Mimaride yeniden kullanım metodu var olan yapılara yeni bir işlev atanarak, yapıların ömrünün uzatılmasıdır. Mesela önceden fabrika olarak kullanılan bir bina sonradan otele; bir konak iş yerine dönüştürülebilir. Bunun örneklerine çevremizde sık sık rastlarız. Her yapıya bu metot uygulanamayacağından bunun saptanması için geliştirilmiş bazı yöntemler literatürde mevcuttur.

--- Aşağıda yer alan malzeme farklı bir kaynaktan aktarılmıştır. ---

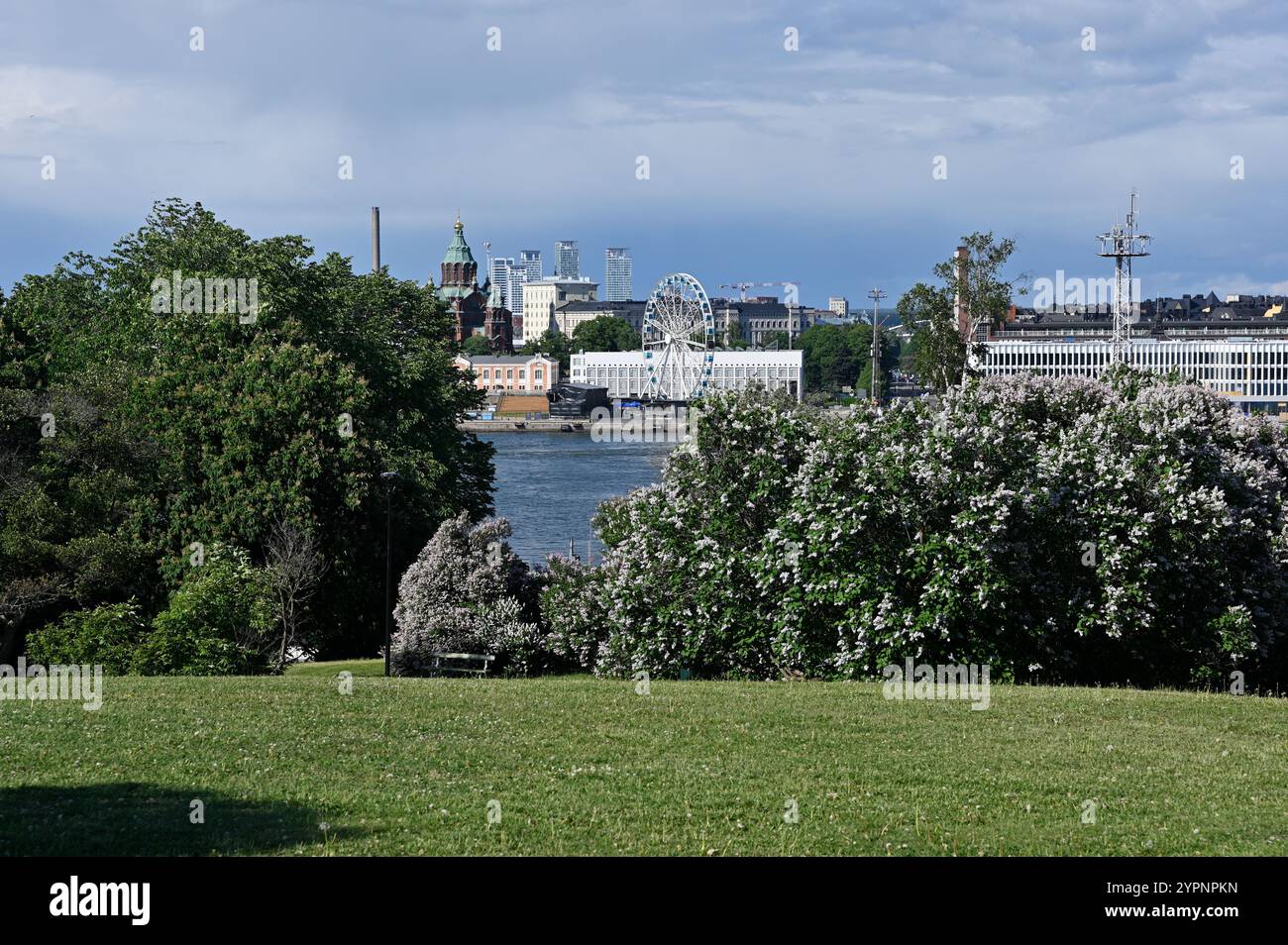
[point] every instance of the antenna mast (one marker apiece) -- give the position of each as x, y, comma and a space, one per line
1124, 244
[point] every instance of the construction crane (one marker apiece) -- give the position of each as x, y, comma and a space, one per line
743, 286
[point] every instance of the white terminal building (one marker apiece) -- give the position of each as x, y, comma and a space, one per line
1250, 370
626, 373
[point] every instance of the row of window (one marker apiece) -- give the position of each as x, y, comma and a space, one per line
490, 373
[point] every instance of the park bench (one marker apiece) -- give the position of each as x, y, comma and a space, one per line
462, 664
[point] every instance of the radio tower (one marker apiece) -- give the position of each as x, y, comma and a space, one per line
1124, 244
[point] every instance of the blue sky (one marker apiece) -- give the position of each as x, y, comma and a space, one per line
765, 163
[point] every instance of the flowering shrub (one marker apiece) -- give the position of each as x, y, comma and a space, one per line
1068, 529
468, 592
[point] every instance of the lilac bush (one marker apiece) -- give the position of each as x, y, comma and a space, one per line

Yeniden kullanım potansiyelinin tespit edilmesine yönelik geliştirilen model, (ARP (adaptive reuse potential model) çeşitli hesaplamalar ve değerlendirme kriterlerine dayanır. İlk defa Langston & Shen (2007) tarafından Hong Kong’taki bir proje üzerinden bahse konu edilen bu model, var olan yapıların yeni işleve adaptasyonu için gerekli uygunluğa sahip olup olmadığını ölçmeye yarar. Langston’un deyişiyle ‘halihazırdaki binalara yeni bir nefes katan’ bu metot beraberinde sosyal ve çevresel yararlar getirmesinin yanında kültürel mirasın korunmasına da yardımcı olur.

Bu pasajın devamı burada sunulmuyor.